Saturday, November 20, 2010

G20: Banging the British drum in East Asia

Seoul: We can't say we weren't warned. David Cameron had predicted that this was not going to be one of those summits that saw the G20 in a "heroic phase".

David Cameron

 

He insists that while the summit may not have produced a "glistening headline", it made good and steady progress and that we should treasure what the G20 does and understand that if it didn't exist, something like it would have to be invented.

Britain helped secure a commitment to try again to get a world trade deal and the solution to the issue which dogged this summit - the so-called "global economic imbalances" between the old industrialised countries like Britain and America, which have spent and imported too much, and the newly developing economies like China which have saved and exported too much.

In the early hours of this morning, fractious negotiations between China, America and the hosts South Korea broke down in acrimony, according to a British source. The "summit sherpas" from the UK, France and Russia were called in, it's claimed, to settle the dispute. They did so by calling on the International Monetary Fund to produce a study and for the G20 to discuss the issue all over again next year.

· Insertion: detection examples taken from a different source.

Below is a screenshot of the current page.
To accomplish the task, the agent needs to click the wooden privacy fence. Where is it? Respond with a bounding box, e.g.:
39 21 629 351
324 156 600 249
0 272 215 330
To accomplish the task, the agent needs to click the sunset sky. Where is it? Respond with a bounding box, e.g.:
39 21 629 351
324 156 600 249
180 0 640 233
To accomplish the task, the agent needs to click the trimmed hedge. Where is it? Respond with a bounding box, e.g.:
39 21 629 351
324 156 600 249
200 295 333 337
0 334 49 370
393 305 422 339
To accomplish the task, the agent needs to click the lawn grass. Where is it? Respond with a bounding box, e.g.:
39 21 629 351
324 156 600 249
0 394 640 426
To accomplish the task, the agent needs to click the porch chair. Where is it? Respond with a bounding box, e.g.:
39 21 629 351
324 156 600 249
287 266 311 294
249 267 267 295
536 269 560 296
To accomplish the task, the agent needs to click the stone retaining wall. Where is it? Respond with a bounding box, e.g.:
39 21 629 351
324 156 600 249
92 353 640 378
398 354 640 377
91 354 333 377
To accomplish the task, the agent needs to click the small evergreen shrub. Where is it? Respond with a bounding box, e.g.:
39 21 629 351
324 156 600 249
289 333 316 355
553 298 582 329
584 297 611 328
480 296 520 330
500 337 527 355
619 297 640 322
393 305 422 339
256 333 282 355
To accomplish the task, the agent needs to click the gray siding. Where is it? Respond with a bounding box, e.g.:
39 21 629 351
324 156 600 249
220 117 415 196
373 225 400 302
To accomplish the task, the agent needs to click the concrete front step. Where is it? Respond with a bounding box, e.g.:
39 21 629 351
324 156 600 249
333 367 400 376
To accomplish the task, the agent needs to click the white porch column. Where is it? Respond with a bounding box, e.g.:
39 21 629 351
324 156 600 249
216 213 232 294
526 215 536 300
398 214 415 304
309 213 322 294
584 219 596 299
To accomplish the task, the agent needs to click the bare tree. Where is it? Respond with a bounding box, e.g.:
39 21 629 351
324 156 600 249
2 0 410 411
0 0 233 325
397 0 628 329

It may be that Downing Street wants to counter the impression that the prime minister has played a much more marginal role here than Gordon Brown did at the London summit last year. Privately, officials who have worked for both men say, though, that there are good reasons for that. Britain is not now chairing the G20, the world is no longer facing a crisis and the UK's policy of deficit reduction means that Britain is no longer seen as a problem.

Mr Cameron ends his week in East Asia feeling that at the very least, he's banged the drum for British trade in a part of the world which looks like creating wealth and jobs for a very long time to come.